53

I was thinking to myself that the line breaking problem must be somewhat solved by someone, but maybe not widely adopted. Being forward thinking, I went to search to see if there was a platform independent unicode method to separate lines. In my search I found unicode character 2028. Then, I found Jeff Atwoods post on this topic where he mentions that he's "...not sure under what circumstances you would want those Unicode newline markers."

Well, me too. I did a little digging in the C# source code and it looks like LS (x2028) is not supported by TextReader.ReadLine() and it is also not supported in Java's BufferedReader.ReadLine(). So, my conclusion is that it is not widely supported.

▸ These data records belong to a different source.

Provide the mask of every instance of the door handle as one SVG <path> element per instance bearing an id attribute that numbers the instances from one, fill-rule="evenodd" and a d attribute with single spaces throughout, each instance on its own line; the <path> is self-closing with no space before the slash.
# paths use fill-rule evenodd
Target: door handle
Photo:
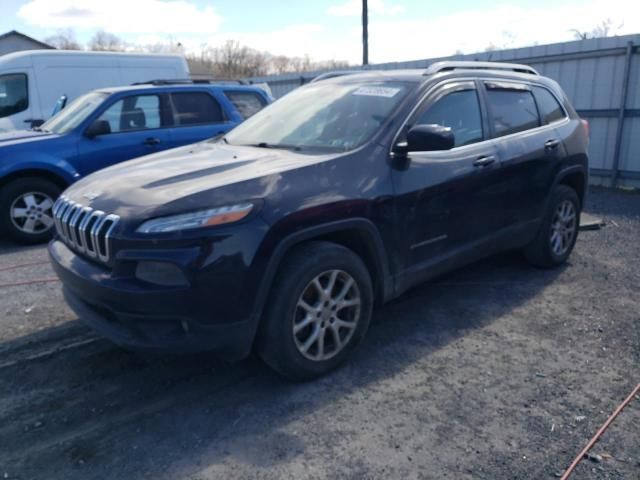
<path id="1" fill-rule="evenodd" d="M 473 162 L 474 167 L 488 167 L 492 163 L 496 161 L 496 158 L 493 155 L 488 155 L 485 157 L 478 158 L 475 162 Z"/>
<path id="2" fill-rule="evenodd" d="M 44 120 L 41 118 L 27 118 L 24 123 L 30 123 L 31 127 L 39 127 L 44 123 Z"/>
<path id="3" fill-rule="evenodd" d="M 544 144 L 544 148 L 546 148 L 547 150 L 553 150 L 555 148 L 558 148 L 558 145 L 560 145 L 560 140 L 547 140 Z"/>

I would love to have a bright future where I can write files using a single format in Linux, MacOS and Windows. Does this little character have promise? What is it currently used for?

Elijah
  • 13,368
  • 10
  • 57
  • 89

2 Answers2

15

Nicked from McDowell’s comment on the same page, and indirectly from the Unicode docs:

Traditionally, NLF started out as a line separator (and sometimes record separator). It is still used as a line separator in simple text editors such as program editors. As platforms and programs started to handle word processing with automatic line-wrap, these characters were reinterpreted to stand for paragraph separators. For example, even such simple programs as the Windows Notepad program and the Mac SimpleText program interpret their platform’s NLF as a paragraph separator, not a line separator.

NLF (New Line Function) in this context is shorthand for CR, LF and CRLF. By contrast, the two Unicode characters have unambiguous uses.

Rory O'Kane
  • 29,210
  • 11
  • 96
  • 131
MSalters
  • 173,980
  • 10
  • 155
  • 350
  • Thanks for the link to the unicode docs! They go more into the `LS` (2028). It's some kind of option for `CR` or `LF`. Further: " A line separator indicates where a line break alone should occur, typically within a paragraph. ... For comparison, line separators basically correspond to HTML
    "
    – BurninLeo Jul 14 '16 at 09:02
  • 1
    It has another advantage - in a comma or tab delimited file, it can replace newlines in a column that is multiline, without complicating the processing of the file (for example with simple shell pipe tools). – Amir Abiri Feb 04 '18 at 09:34
  • 2
    @AmirAbiri Good thinking. Note, though, that on reading this file, you will usually have to then replace `LS` with a line break supported by the program, often represented by the `\n` escape sequence in strings. For example, in Python 2: `u'First line\u2028Second line'.replace(u'\u2028', u'\n')` – Daniel Werner Jan 25 '19 at 17:37
  • I agree. but using alternate more common controls has some problems caused by their ambiguity and their use in many file formats or data structures. If we want to make sure we can embed a lien separator or paragraph separator in those case, LS and PS will do the trick (as they are not used for these file/data formats). And their standard support in browsers and renderer is required and works. Then nothing prohibits to replace them later with ASCII controls (CR, LF, CR+LF) when these can work. The automatic inverse conversion however is not possible. So LS and PS remain, avoiding complications. – verdy_p Feb 09 '21 at 20:08
  • So if they are still not recognized by some packages like TextReader.ReadLine(), blame this as a bug to Java (or feature to implement ins some way, possibly with a conditional processing flag so they recognize it). It may happen however that one would want to include a PS or LS in the *middle* of the input line to process (so that's why recoignizing them as line terminators should be conditional). For compatibility, this API in Java, C#, libreadline or console APÏ was not modified (as it could break existing apps). – verdy_p Feb 09 '21 at 20:11
12

Per the Unicode Newline Guidelines, U+2029 paragraph separator (PS) unambiguously indicates an intent to separate paragraphs. U+2028 line separator (LS) does likewise for lines. The other newline function characters, LF, CR, CR+LF, and NEL, are ambiguous, with their meanings dependent on platform and application.

For example, a LF might separate paragraphs in a word processing application but only lines in a simple text editor. By contrast, PS always separates paragraphs, regardless of the type of application.

Edward Brey
  • 40,302
  • 20
  • 199
  • 253